In terms of Ro’s choice: I’m on the fence about whether it tracks or not. Given her upbringing, her history with the Cardassians, and her outsider status within Starfleet, it probably does. But as an audience member, I’ve seen her develop this mentor-mentee relationship with Picard over three seasons. It’s hard to believe that one guest star in one episode can get her to betray him.

I also don’t know that I buy Picard planning to lure the Marquis into a trap so that they can be slaughtered, especially given the care taken to disable but not destroy the Marquis raiders at the beginning of the episode. The cold logic tracks in terms of realpolitik: It’s better to sacrifice hundreds to spare the hundreds of thousands who would die in an unnecessary war. But that’s just not the kind of moral calculus Picard usually makes. I think it would have worked better if Admiral Nechayev had come up with the plan and Picard — despite his reservations — obeyed orders and executed it.

But all in all, lots of meaty stuff and a story that felt like a real departure for this show.

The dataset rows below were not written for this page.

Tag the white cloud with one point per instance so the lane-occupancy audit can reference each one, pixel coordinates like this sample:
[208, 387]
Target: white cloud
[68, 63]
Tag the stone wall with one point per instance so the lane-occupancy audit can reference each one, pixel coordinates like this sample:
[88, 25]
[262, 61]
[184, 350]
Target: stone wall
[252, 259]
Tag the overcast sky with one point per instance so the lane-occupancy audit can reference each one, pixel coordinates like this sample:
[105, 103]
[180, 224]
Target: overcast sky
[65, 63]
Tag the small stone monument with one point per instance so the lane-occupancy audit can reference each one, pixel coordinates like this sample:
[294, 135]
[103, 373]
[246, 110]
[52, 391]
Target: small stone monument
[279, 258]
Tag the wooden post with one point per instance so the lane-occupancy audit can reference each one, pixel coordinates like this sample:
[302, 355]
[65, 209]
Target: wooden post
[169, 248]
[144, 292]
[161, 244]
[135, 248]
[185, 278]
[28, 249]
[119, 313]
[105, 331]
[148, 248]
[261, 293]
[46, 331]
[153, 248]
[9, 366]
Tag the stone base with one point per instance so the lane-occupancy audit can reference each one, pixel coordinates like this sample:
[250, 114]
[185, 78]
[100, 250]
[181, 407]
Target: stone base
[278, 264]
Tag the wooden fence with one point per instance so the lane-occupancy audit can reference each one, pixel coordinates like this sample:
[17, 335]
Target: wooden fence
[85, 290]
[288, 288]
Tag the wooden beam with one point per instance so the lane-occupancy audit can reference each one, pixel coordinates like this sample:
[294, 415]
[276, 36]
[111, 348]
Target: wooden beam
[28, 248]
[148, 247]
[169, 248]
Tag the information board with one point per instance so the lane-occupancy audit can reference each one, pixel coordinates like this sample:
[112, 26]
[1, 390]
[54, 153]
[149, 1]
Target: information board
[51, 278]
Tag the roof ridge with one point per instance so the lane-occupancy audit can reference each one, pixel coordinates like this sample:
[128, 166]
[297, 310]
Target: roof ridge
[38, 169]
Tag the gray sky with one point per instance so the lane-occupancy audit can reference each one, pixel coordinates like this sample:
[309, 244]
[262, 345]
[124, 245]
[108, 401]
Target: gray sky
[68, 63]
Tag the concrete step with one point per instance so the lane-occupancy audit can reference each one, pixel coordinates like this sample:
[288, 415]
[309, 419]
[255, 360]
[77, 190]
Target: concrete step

Impacts on Star Trek Continuity:

This was the only TNG episode featuring Ro Laren made after DS9 had debuted. That resulted in a number of changes to better align with (and take advantage of) what DS9 had established, starting with the elimination of the ridges above Ro’s nose on the bottom edge of her frontal bone. The production reason for this change was to streamline the creature makeup now that a Bajoran character was a series regular. As some who has a strong desire for verisimilitude in my fictional worlds, I wish they’d provided an in-universe explanation. Perhaps the eyebrow ridges release hormones during adolescence, and dissipate at a certain point in adulthood. Or perhaps it could have been a racial difference, like how the Romulans from the northern continent have forehead ridges but the Romulans from the more southern regions do not.

I do like seeing the Cardassians in their proper fascist uniforms, though.

The most recent episode of “Picard” deals with the fallout of this episode, and the ways its consequences have rippled down through lives of both central characters involved. It’s some really beautiful work, at least as poignant but no more tidy in its resolution.